Associazione Nazionale Medici Cardiologi Ospedalieri

CONGRESS ABSTRACT

CONGRESS ABSTRACT

VASOSPASTIC INFARCTION STARTED WITH PULSELESS ELECTRICAL ACTIVITY CARDIAC ARREST

Scordato Francesca Palermo(Palermo) – ARNAS Civico | Giunta Nicola Palermo(Palermo) – ARNAS Civico | Peritore Giuseppe Palermo(Palermo) – ARNAS Civico

We report the case of a 48-year-old female with a special history of ischemic heart disease.

It started in 2021 with an acute anterior ST myocardial infarction: the coronary angiography showed subocclusive stenosis at the first tract of the left anterior descending (LAD), without other coronary stenoses. The patient was treated with primary PCI + DES; the echocardiogram showed EF 30% and akinesia of apex, intermediate segments of anterior wall and interventricular septum. During the same hospitalization the patient experienced recurrence of angina with transient ST elevation in the anterior and inferior leads; a control coronary angiography was unchanged.

She was started on therapy with nitrates and diltiazem up to the tolerated dose, statin as well as antiplatelet and anticoagulant therapy due to apical thrombus. She underwent ICD implantation in primary prevention in January 2022.

During 2022, there were several accesses to the ED for vasospastic angina despite medical therapy at the maximum tolerated dose.

In October 2023 the patient experienced an acute chest pain followed by cardiac arrest, pulseless electrical activity and acute cardiogenic shock. After resuscitation procedures, she underwent an emergency coronary angiography which showed excellent result of the previous PCI, as well as stenosis of the distal edge of the stent resolving after injection of i.c. nitrates.

No arrhythmic events at ICD recording and continuous electrocardiographic monitoring in ICU were observed.

Cardiac MRI showed areas of subendocardial LGE involving the apex, anterior, anterolateral and septal segments due to ischemic scar; we also observed areas of edema and LGE with an ischemic pattern at the infero-septal and inferior wall in toto, suggesting recent ischemia; EF was 31%.

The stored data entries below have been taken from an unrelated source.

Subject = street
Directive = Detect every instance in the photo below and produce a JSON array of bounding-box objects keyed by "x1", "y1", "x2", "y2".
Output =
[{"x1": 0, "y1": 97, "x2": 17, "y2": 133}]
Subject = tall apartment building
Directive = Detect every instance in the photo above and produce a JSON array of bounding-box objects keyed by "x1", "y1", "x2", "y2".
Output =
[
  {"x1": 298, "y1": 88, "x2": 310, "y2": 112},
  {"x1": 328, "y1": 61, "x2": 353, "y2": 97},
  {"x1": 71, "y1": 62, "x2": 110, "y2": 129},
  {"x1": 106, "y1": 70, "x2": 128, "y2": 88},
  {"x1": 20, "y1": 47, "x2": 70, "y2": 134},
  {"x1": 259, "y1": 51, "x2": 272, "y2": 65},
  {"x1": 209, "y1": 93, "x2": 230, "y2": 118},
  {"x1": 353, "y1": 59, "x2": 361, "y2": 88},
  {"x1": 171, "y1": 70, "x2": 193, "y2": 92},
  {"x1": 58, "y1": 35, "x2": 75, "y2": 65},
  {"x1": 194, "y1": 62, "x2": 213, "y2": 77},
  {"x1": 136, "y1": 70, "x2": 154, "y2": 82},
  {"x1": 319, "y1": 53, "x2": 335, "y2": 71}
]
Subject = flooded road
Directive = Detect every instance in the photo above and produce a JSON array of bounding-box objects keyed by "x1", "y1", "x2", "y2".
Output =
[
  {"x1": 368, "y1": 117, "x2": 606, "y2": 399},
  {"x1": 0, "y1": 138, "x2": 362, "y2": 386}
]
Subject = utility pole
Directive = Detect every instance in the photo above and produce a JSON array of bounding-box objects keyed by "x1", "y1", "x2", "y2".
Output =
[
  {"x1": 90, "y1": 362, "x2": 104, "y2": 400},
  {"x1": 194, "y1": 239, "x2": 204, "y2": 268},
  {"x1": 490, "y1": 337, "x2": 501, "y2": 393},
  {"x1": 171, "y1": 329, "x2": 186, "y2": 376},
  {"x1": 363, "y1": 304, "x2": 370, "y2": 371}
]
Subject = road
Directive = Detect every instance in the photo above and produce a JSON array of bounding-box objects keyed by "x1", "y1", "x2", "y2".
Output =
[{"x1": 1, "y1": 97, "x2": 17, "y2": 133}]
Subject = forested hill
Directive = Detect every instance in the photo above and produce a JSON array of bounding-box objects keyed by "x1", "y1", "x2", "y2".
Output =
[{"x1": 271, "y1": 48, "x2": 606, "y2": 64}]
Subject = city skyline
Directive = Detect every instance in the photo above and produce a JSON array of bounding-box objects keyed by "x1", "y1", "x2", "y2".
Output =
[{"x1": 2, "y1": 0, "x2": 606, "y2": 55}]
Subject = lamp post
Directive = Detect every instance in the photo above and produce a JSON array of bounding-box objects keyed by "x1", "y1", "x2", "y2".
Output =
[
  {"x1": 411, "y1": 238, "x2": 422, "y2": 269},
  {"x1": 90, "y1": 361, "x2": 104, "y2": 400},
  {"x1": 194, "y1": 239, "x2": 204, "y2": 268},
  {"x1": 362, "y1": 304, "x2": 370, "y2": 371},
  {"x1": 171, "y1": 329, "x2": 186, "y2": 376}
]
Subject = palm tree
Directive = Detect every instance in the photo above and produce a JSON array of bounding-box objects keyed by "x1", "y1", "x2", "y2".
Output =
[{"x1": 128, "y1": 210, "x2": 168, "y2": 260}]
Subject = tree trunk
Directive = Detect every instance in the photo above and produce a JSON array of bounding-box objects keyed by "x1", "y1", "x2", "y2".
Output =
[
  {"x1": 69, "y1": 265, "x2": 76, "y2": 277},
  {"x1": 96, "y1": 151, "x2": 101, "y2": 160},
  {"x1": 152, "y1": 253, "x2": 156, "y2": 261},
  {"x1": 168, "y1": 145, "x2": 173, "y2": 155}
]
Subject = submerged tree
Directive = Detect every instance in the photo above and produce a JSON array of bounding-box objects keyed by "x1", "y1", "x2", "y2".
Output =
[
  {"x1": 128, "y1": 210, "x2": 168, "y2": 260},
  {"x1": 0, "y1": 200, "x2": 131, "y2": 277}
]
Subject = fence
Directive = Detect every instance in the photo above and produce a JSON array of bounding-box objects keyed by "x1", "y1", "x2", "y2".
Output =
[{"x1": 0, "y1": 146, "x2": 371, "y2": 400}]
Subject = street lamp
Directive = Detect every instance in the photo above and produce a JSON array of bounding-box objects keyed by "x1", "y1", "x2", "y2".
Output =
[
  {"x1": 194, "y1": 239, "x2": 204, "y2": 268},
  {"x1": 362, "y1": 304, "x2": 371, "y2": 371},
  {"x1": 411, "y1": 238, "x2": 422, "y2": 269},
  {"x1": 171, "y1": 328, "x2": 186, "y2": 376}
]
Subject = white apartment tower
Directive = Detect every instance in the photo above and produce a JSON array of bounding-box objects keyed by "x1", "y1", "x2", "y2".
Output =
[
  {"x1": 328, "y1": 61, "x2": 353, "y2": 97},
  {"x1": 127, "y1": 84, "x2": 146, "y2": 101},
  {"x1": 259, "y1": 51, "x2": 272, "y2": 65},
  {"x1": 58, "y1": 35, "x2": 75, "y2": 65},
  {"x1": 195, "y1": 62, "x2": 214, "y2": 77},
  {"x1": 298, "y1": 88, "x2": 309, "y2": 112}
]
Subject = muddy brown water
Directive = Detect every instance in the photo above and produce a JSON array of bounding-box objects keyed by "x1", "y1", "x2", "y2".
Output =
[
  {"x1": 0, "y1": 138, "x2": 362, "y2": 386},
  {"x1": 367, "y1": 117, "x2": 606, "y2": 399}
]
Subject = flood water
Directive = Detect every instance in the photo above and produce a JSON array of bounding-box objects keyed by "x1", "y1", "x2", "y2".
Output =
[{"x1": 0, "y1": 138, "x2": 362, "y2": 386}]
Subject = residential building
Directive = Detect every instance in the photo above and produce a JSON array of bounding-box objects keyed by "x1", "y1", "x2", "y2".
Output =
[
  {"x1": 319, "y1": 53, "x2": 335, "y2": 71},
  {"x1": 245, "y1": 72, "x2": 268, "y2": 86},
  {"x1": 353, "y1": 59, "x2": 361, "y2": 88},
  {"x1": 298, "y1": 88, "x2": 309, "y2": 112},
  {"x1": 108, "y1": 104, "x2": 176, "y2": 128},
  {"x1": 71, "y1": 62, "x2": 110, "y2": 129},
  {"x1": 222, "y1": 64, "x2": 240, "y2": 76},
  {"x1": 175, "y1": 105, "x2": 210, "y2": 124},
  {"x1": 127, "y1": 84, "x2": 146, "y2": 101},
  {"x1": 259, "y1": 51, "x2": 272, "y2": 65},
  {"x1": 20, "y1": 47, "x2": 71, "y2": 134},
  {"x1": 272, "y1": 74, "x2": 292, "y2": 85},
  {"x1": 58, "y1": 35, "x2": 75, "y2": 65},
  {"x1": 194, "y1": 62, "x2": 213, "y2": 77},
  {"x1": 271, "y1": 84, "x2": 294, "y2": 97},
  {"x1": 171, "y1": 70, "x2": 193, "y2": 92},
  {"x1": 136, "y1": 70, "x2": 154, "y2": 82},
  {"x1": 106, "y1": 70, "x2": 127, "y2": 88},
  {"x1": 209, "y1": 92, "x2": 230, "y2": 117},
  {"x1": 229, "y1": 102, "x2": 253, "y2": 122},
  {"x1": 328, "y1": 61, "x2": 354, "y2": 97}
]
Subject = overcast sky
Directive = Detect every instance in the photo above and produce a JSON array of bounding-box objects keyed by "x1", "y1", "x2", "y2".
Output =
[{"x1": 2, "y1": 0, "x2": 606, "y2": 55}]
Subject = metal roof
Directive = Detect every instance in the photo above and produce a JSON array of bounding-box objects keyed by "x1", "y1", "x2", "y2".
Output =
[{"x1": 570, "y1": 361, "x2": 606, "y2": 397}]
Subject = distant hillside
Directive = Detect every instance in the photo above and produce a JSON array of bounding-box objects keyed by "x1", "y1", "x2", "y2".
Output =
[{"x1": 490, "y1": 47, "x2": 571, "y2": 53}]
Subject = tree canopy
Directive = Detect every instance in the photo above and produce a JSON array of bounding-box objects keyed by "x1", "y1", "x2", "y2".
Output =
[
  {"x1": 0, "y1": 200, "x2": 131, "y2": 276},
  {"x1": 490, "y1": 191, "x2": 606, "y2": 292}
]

During hospitalization the patient experienced episodes of typical angina with poor response to medical therapy at the maximum tolerated dose.

The current clinical case most likely points to acute myocardial infarction due to vasospasm of the right coronary artery with acute pump failure resulting in cardiac arrest and no specific recommendations exist in recent cardiologic guidelines on the strategy to adopt for this acute clinical setting.

In the hypothesis of a vasospastic pathogenesis of the problem, counseling for modulation of the stellate ganglion was requested.